Durch die langjährige Beziehung habe er gewusst, dass sein Patient den Besuch von Ärzten meide. Auch an dem Tag habe dieser gesagt, dass der Zahnarzt die einzige Praxis sei, die er besuche. Dem Mediziner bot sich bei der Untersuchung laut eigenen Aussagen ein verheerendes Bild: Vor rund eineinhalb Jahren habe er eine Prothese eingesetzt, die sein Patient eigentlich regelmäßig hätte herausnehmen und putzen müssen. Dies sei offenbar nicht geschehen, wodurch das Zahnfleisch eiterte.
Durch den Zahnstein habe die Prothese auch nicht mehr einfach entnommen werden können. „Der Zahnzustand war nicht nur ein Akutzustand, das war ein über ein Jahr oder länger bestehender Dauerzustand“, so der Mediziner. Zudem habe die Gefahr eines eitrigen Abszesses bestanden, was gefährlich werden könne.
Der Zahnarzt sagte, er habe sich in einem Dilemma befunden: Schon früher habe er die Erfahrung gemacht, dass das Uniklinikum Patienten wieder an die niedergelassenen Ärzte verweise. Doch bestehe bei der Bildung eines Abszesses Zeitdruck, da sich ein solcher innerhalb weniger Stunden ausdehnen könne. Hinzu kam sein Wissen, dass der Patient sich anderen Ärzten gegenüber verweigere und selbst bei ihm eine intensive persönliche Betreuung benötigte. Darum habe er sich dazu entschlossen, den Eingriff nach längerem Gespräch und Durchsicht des Anamnese-Bogens in seiner Praxis vorzunehmen.
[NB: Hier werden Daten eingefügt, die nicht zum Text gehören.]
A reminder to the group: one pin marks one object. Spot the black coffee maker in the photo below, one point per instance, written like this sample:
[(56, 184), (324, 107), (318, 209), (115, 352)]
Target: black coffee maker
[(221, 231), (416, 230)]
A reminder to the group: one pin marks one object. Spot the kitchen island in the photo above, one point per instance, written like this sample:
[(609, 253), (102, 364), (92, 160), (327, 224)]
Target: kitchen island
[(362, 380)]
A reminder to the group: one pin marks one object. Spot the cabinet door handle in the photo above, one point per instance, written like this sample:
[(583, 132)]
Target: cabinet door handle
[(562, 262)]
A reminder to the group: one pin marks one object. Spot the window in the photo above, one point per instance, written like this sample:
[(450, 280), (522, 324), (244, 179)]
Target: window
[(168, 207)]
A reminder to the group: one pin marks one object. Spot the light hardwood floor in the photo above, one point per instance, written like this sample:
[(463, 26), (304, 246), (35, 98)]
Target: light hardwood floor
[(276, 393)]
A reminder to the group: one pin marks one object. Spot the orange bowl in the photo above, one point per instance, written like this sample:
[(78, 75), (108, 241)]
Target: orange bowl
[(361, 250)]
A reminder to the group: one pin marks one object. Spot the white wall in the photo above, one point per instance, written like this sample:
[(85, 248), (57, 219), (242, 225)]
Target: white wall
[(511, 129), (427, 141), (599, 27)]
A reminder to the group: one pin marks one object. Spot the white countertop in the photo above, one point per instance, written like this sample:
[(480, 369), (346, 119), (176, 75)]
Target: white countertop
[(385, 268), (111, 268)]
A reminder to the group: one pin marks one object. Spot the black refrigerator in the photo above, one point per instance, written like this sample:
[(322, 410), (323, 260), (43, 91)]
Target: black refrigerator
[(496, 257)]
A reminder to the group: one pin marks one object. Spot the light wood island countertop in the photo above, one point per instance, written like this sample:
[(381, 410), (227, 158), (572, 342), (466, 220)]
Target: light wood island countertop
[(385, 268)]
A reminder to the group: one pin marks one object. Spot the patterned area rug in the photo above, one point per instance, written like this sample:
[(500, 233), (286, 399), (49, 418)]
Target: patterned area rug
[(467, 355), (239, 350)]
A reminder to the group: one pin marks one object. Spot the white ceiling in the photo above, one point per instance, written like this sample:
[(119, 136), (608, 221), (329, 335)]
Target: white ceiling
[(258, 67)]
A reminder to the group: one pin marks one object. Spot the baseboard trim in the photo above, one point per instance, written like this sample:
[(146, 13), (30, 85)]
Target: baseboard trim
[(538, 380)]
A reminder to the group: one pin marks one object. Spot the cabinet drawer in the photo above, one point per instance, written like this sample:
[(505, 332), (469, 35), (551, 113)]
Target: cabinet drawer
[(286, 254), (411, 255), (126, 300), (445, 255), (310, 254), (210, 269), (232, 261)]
Die Staatsanwaltschaft wirft dem Angeklagten die fehlende Anwesenheit eines Anästhesisten vor. Diesen hätte er bei einem solchen Eingriff nicht benötigt, so der Mediziner, zumal er sogar zwei Fortbildungen für die Anwendung von Beruhigungsmitteln absolviert habe. Letztere sollten sich jedoch als fatale Desinformationsquelle herausstellen: So seien ihm dort Powerpoint-Folien mitgegeben worden, die falsche Werte für das von ihm verwendete Mittel genannt hätten. Nach diesen habe er sich aber gerichtet. Auch einer Kollegin sei dieser Fehler bereits in der Praxis unterlaufen – glücklicherweise ohne Folgen. „Ich wollte ihm nur als Zahnarzt helfen“, betont der 44-Jährige.
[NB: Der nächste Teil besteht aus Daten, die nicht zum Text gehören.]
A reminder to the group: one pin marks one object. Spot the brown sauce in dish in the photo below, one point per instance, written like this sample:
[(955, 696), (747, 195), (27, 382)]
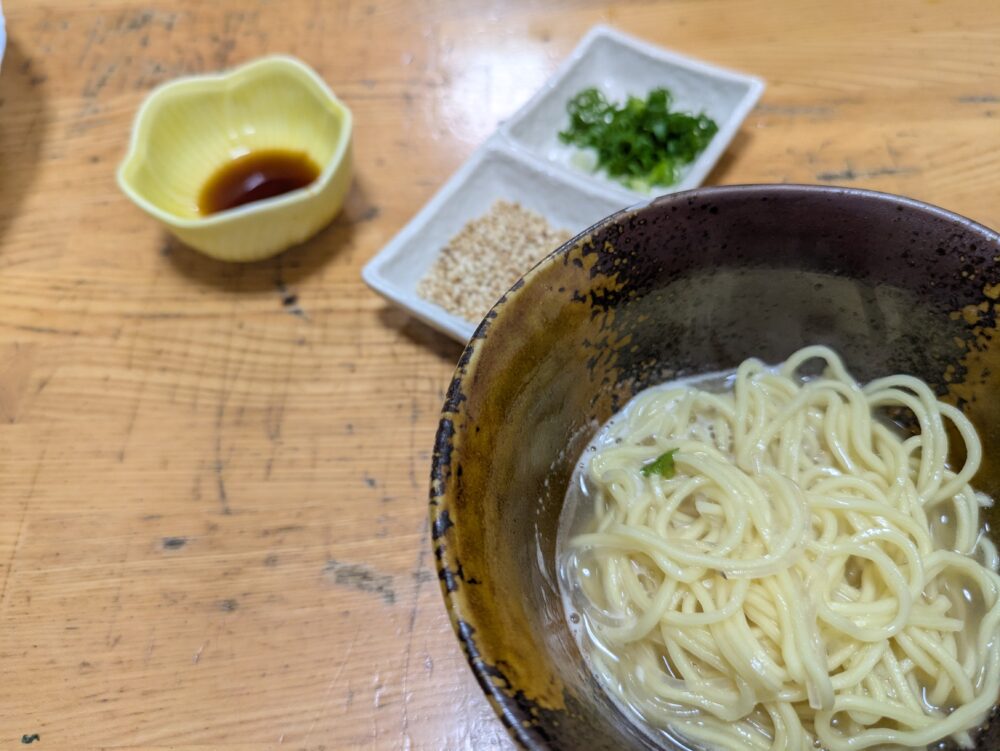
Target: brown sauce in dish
[(254, 177)]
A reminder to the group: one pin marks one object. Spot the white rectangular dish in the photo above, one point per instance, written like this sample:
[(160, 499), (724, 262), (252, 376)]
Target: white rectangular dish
[(494, 172), (525, 162), (620, 65)]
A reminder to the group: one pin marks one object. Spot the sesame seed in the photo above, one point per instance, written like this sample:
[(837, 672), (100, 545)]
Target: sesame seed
[(486, 257)]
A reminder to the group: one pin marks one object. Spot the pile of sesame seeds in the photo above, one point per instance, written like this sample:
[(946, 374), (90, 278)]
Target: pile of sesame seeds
[(486, 257)]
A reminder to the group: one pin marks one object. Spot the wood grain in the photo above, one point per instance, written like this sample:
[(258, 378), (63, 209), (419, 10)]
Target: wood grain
[(214, 528)]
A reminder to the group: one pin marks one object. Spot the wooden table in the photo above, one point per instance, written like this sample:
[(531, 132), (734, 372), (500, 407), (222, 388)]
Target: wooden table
[(214, 477)]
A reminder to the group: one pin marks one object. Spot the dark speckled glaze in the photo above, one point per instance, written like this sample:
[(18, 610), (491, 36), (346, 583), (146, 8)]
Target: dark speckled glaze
[(692, 282)]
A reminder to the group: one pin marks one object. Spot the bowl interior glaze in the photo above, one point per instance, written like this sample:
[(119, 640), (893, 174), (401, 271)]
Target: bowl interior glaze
[(690, 283)]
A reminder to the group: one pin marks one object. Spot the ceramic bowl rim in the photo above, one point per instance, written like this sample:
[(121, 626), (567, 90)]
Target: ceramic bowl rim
[(447, 441), (214, 84)]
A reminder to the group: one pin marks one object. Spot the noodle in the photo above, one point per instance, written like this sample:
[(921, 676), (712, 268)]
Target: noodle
[(801, 577)]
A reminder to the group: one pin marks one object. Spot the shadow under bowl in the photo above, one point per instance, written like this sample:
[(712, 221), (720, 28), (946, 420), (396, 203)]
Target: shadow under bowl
[(691, 283)]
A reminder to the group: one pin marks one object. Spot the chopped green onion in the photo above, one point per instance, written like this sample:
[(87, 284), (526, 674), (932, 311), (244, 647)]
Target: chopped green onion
[(641, 143), (662, 465)]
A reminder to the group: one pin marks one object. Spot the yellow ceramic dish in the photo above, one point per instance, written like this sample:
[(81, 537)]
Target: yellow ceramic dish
[(189, 128)]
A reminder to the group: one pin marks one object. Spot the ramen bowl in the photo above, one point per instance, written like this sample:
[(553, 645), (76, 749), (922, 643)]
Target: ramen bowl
[(690, 283), (190, 128)]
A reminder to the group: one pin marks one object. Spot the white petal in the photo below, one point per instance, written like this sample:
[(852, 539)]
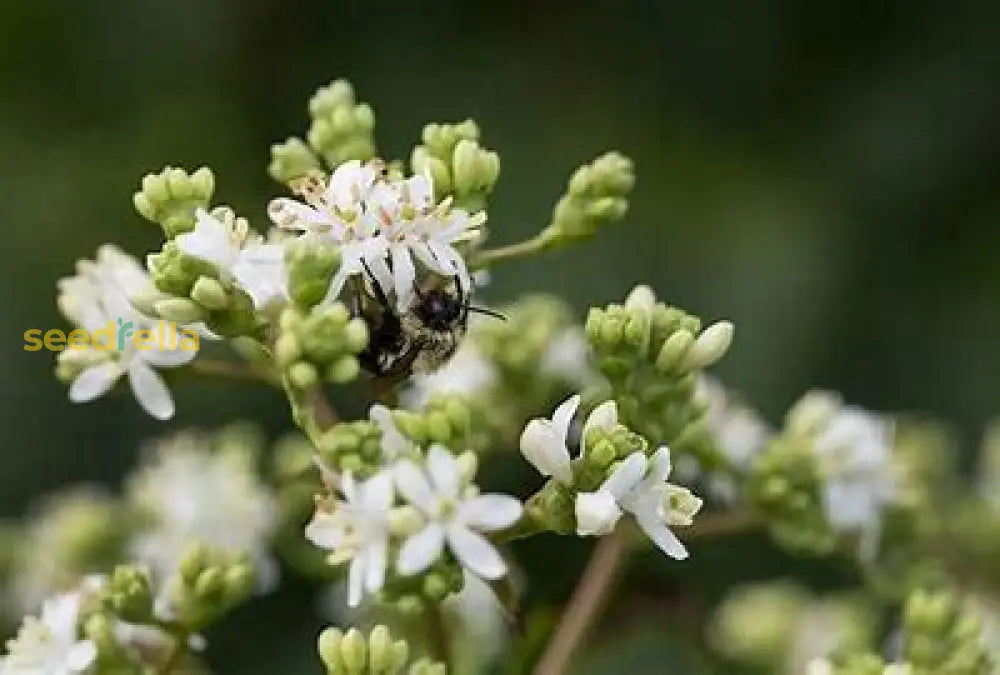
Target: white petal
[(476, 553), (659, 465), (444, 471), (412, 483), (150, 391), (596, 513), (81, 656), (403, 276), (355, 581), (627, 476), (324, 531), (490, 512), (94, 382), (377, 493), (563, 416), (292, 215), (544, 448), (421, 550), (375, 563), (661, 535), (604, 416), (208, 241)]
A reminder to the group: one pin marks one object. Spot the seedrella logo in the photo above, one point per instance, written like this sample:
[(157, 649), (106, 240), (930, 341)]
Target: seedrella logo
[(119, 335)]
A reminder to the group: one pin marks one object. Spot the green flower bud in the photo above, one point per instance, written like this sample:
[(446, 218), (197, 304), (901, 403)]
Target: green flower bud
[(291, 160), (171, 197), (303, 375), (596, 194), (310, 268), (328, 646), (354, 651), (209, 293), (180, 310), (710, 346), (341, 129)]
Während der Behandlung sei es dann zum Atemstillstand gekommen. Noch in der Praxis habe das Team mit der Reanimation begonnen, der Notarzt sei sofort gerufen worden. Laut dem Angeklagten habe dieser allerdings nicht sofort bei der Reanimation unterstützt, sondern zunächst bürokratische Angelegenheiten abgeklärt und gesagt, „das macht ihr doch gut.“ Erst nach Aufforderung hätten die Sanitäter übernommen. Anschließend sei der Betroffene ins Uniklinikum gebracht worden, wo er am Tag darauf starb.
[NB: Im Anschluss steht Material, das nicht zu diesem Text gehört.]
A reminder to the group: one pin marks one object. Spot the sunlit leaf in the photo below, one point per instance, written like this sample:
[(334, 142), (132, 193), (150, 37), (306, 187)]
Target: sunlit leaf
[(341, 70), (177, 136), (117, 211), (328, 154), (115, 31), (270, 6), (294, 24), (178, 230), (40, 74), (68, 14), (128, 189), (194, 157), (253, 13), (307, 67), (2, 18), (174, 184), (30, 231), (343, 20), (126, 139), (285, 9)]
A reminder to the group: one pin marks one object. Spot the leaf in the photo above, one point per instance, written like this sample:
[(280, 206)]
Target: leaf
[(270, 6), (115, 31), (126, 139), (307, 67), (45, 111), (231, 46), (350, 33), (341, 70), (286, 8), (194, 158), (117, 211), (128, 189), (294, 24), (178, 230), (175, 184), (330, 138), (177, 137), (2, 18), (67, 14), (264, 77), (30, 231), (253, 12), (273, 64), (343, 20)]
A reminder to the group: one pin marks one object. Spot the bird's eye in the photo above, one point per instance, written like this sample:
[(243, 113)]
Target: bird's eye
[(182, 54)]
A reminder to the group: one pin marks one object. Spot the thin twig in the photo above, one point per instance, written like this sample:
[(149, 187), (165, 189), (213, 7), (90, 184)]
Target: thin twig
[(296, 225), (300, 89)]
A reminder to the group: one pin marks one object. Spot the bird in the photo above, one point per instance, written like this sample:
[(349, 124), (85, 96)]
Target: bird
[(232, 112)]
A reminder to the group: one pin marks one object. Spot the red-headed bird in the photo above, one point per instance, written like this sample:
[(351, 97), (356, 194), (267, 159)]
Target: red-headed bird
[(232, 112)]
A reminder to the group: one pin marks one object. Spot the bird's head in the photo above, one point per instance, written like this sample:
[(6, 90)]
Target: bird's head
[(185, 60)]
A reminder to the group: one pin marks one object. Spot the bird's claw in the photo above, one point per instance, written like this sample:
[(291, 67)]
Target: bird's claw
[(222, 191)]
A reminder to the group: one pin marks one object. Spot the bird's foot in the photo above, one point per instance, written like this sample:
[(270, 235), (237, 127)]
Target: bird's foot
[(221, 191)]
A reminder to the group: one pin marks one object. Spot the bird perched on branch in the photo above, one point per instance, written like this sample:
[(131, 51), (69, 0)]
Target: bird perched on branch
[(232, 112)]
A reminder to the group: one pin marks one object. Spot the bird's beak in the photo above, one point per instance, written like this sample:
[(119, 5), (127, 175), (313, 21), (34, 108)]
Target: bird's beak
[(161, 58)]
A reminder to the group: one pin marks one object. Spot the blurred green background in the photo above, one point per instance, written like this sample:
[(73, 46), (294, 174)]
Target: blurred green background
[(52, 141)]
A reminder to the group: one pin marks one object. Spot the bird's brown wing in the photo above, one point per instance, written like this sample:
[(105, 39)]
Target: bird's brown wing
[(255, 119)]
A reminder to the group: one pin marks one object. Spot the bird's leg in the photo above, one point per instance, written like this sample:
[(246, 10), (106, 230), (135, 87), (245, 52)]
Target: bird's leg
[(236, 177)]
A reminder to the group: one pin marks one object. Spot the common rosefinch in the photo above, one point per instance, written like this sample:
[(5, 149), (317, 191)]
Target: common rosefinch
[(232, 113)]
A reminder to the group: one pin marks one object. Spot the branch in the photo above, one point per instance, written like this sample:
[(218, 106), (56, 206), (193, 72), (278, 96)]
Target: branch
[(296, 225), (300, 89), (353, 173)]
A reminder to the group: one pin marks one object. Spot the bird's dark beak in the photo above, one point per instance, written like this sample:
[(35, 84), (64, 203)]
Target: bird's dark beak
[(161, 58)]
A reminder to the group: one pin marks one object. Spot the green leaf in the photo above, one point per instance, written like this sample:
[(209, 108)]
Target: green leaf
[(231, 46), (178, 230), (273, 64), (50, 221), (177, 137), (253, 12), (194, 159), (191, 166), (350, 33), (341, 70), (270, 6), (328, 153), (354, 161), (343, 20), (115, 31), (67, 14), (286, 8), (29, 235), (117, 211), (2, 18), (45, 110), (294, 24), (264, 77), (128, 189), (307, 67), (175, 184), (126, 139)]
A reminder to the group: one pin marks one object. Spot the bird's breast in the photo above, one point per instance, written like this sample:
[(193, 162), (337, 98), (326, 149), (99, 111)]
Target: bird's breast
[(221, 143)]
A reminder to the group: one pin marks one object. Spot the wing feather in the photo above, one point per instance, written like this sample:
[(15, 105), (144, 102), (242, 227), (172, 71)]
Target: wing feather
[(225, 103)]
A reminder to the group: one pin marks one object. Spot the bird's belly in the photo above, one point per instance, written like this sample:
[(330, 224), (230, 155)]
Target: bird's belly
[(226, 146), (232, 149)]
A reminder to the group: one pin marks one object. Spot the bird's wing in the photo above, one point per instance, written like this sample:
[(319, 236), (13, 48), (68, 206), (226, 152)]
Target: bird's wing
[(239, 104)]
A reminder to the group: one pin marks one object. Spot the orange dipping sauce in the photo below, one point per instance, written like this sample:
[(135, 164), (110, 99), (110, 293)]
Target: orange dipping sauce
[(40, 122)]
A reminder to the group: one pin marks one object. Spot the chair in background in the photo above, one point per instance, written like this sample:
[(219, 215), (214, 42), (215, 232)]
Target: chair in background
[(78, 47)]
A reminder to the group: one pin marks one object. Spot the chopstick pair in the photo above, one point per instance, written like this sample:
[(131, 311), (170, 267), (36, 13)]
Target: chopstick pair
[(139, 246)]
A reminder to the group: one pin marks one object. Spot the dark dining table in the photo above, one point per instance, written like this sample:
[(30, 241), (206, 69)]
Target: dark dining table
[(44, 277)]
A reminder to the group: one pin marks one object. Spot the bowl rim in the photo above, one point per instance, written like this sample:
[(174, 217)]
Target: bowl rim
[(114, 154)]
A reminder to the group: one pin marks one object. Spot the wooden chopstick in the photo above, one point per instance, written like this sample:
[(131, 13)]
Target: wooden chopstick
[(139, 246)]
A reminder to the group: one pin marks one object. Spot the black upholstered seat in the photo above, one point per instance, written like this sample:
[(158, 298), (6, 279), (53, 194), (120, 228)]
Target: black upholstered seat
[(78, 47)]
Laut einem medizinischen Gutachten war der Patient offenbar in einem schlechteren Allgemeinzustand als zunächst angenommen. „Mit dem Gutachten hätte ich die Behandlung niemals ausgeführt“, sagt der Angeklagte. Er kämpfe noch immer mit den Bildern. „Ich hoffe, dass es irgendwann wieder dazu kommen kann, dass ich ein normales Leben führen kann“, sagte der 44-Jährige. Der Prozess wird fortgesetzt, mit einem Urteil ist Ende April zu rechnen.